IS 289: Week 4 (January 28, 2014)

IS 289 Community-based Archives
Guest Lecturer
University of California at Los Angeles – January 28, 2014

As a result of my role as facilitator for the Mayme A. Clayton Library and Museum’s Collection Advisory Board, I was asked to be a guest lecturer in Dr. Anne Gilliland’s course on community based archives at the UCLA's Graduate School of Education and Information Studies. When I arrived to the sunlight filled classroom, I was pleased to find a nice group of fresh faced students listening to their instructor, taking notes, and no PowerPoint presentation in sight. I took a seat in the back and listened as Dr. Gilliland talked about strategic planning for community archives, and used examples from diverse archives around the world to illustrate her points. I found myself taking notes on the information that would help me articulate ideas at MCLM and trying to capture the details of the institutions that I hoped to visit in the near future. She talked about how the National Japanese American Museum is located on the site of the deportation of thousands of Japanese Americans to internment camps to demonstrate how the location of the archive can provide incredible resonance with the mission of the archive. She mentioned how the government archives in Cologne, Germany fell through the floor and into the metro station below because the proper floor load measurements were not considered. In terms of raising money, she shared how the Arab American National Museum in Dearborn, Michigan suffered a detrimental hit to their fundraising efforts, when their campaign roll out was scheduled within days of the events of 9/11. The wide spread negative perception of Arab Americans forced them to re-visit their strategy for securing funds.  

When it was time for me to speak, I decided to forgo my written notes and let the photographs on my PowerPoint keep me on track for the presentation. I shared how Mayme’s interview with The HistoryMakers, and the IMLS funding facilitating my move to Los Angeles to work on Mayme’s collection in 2012.  I told Mayme’s story about wanting people to know that “black people had done great things”, how she spent her whole life collecting evidence of that simple fact, and how her collection arrived in an empty courthouse in Culver City, CA. I relished the opportunity to spend some time discussing how MCLM has been able to capitalize on Mayme’s history of community engagement to enlist community buy-in and meet the minimum expenses of keeping the door open. I talked about Black Talkies on Parade (film festivals), Student and Independent Filmmakers Awards, Annual Awards Programs, and Celebrity Golf Tournaments, from the late 70’s to the early 2000’s which are documented within Mayme’s Papers. I went on to talk about our current challenges, as I saw them, mainly a lack of adequate staff and the absence of strategic planning. I gave examples of the negative impact of exorbitant reliance on volunteers, and how we have to re-do tasks, when they were not done consistently over time. I mentioned our Collection Advisory Board as a strategy to help us consider multiple angles before decisions are made at the museum.

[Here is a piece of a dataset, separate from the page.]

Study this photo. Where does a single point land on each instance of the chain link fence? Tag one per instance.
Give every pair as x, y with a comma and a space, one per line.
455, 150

I finished with a slide from Kate Thiemer’s 2009 SAA presentation on Archives 1.0 versus Archives 2.0, and how we can bring MCLM into 2.0 territory. The students asked very perceptive questions about the museum’s accessions, collaboration with other black archives, and how we manage volunteers. Overall it was a very successful presentation, and I plan to visit their class for my own edification as time permits in the near future.

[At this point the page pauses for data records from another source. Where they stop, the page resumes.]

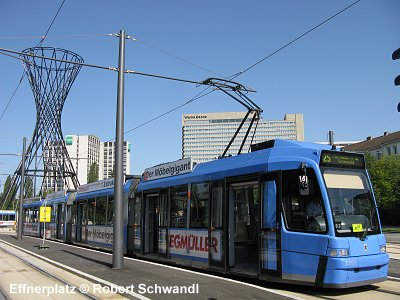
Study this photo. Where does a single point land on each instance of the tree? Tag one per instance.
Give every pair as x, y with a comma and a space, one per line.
93, 174
385, 177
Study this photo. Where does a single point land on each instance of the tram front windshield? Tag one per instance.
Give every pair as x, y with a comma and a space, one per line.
351, 201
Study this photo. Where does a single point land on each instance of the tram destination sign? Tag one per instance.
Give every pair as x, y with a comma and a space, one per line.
174, 168
342, 160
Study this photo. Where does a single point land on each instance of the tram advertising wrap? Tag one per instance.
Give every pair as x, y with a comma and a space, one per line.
194, 243
289, 211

As I sat through the rest of the class, I listened as Dr. Gilliland brought up complex philosophical questions about the function of community archives. One point that has stuck with me is the questioning of the implementation of description standards, and the needs of our users. She gave an example of a former student who is working as a metadata specialist at UCLA, trying to make an English finding aid accessible to a group of older group of Armenian community members. There is no doubt that the collection would be of use to those individuals, and even if she managed to have the finding aid translated into Armenian (with appropriate script), who is to say that the words we use are the words that they would use to describe the content of that collection. In my LIB 122 class, we talk about data schemas and standards (semantics) as the best way to share information among different institutions and make it accessible to their users. Dr. Gilliland encouraged us to ask community members what they would call a given item, and compare it to what an archivist would call it, in order to determine how critical the problem is for a given archive. When I consider that little test, I think that is valuable for the staff of MCLM to aspire to the standard; the proper names, material types, and subject matter of Mayme’s collection are not so far removed from the mainstream to warrant its own classification. Not that community archives are designed to be controlled by the hegemony, but I do like the idea of being versed enough in the language of the standards to be a “crosswalk” for the community archives in my sphere of influence.